Friends began to encourage me to participate in the Paralympic Swimming competition. Along with me, I wanted to take our swimming team to the Paralympic Swimming Championship. In that 11th National Paralympic Swimming championship, our team won 8 medals. I won 3 gold medals and became a National Champion at the age of 40 years! I couldn't believe it myself!
We formed the Paralympic Swimming Association of Tamil Nadu. In the very first year of our association, we hosted the National Championship. 19 swimmers participated in the Nationals from Tamil Nadu. In 11th National, we had only four swimmers from Tamil Nadu. Over the years, the association has supported over 300 persons with disabilities in Tamil Nadu to learn swimming and to participate at state/National/International competitions.
In December 2013, I was invited for an International Conference by Choice International, a UK based non-profit organization, along with their partners. They contacted me and expressed their desire to promote wheelchair basketball in India and asked if I'd like to partner with them.
Till that time, I was working for swimming which is an individual sport. Wheelchair Basketball was a team sport. I felt that it would be a great opportunity to inculcate leadership skills and team spirit among the disabled through this sport and also it would give an opportunity to youngsters with disabilities to channel energy and showcase their dynamism.
In July, 2014, our YWTC Trust and Choice International, UK in partnership with SDAT arranged 7-day wheelchair basketball training camp. Following the success of this camp, I took the initiative to form the Wheelchair Basketball Federation of India (WBFI) along with Kalyani Rajaraman, my physiotherapist Ananda Jothi and other like-minded people.
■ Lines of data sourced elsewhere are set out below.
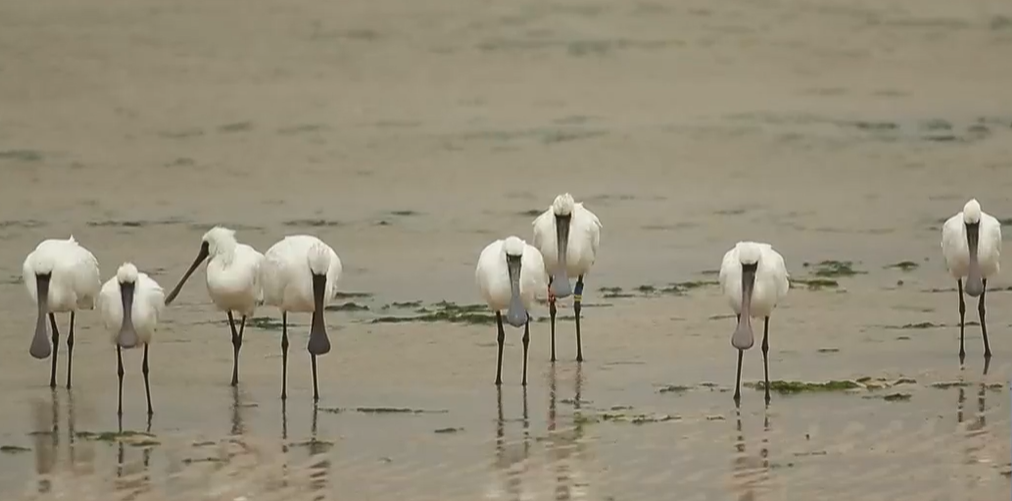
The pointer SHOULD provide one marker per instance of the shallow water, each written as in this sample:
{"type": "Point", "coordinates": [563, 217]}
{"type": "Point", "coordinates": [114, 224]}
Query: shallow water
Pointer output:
{"type": "Point", "coordinates": [409, 136]}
Our Federation is affiliated with International Wheelchair Basketball Federation (IWBF). In association with the Govt, ICRC/Cognizant/RRD/Star Health Insurance/Hanon and many other Corporates, Universities and NGOs, we have organized 6 National Wheelchair Basketball Championships successfully.
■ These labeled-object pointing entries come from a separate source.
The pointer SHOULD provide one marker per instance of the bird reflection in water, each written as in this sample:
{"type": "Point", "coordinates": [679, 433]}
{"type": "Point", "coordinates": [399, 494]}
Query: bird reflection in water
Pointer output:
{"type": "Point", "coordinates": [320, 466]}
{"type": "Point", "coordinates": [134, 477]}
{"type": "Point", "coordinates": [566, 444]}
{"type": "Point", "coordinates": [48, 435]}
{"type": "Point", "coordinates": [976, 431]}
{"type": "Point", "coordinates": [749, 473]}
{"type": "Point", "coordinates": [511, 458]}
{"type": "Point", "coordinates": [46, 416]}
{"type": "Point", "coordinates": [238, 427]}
Through these events and training camps, WBFI has been able to introduce the sport to over 650 persons with disability and the Indian men and women teams have represented the country in Asian and Paralympic qualifying events in Thailand. We could also arrange courses for coaches/referees/classifiers with the support of ICRC & IWBF.
In 2019, a team of wheelchair basketball players, coaches and administration accompanied me on a visit to the US, under the Sports Visitor programme, organized by the US State Department in collaboration with US Consulate in Chennai. This trip greatly enriched our knowledge with regard to the inclusive environment for the disabled.
Today, I continue to talk at various events and also address government administrating officers (IAS officers) to advocate sports for the disabled. I've consistently worked with Govt officials to issue orders to support sports for the disabled and to make the infrastructure facilities accessible, etc. and have also approached several corporates to include parasports in their CSR (Corporate Social Responsibility) Agenda.
Now my phone is always flooded with the messages from our players informing me about the talks they are delivering at various places and the recognitions and awards they are receiving.
My biggest lesson in all this has been to initiate the first step towards the goal, realizing once I start, many will be there to walk the journey with me.
Mine is a story of finding my true identity in a society that loves to label people. My dream is that families and society would come together to support the cause of the disabled – so that EVERYONE has a chance to live a life of fulfilment and make a meaningful contribution to society.
Note: This series #SheLeads is in collaboration with the US Consulate General Chennai as a commemoration of Women's Equality Day on August 26.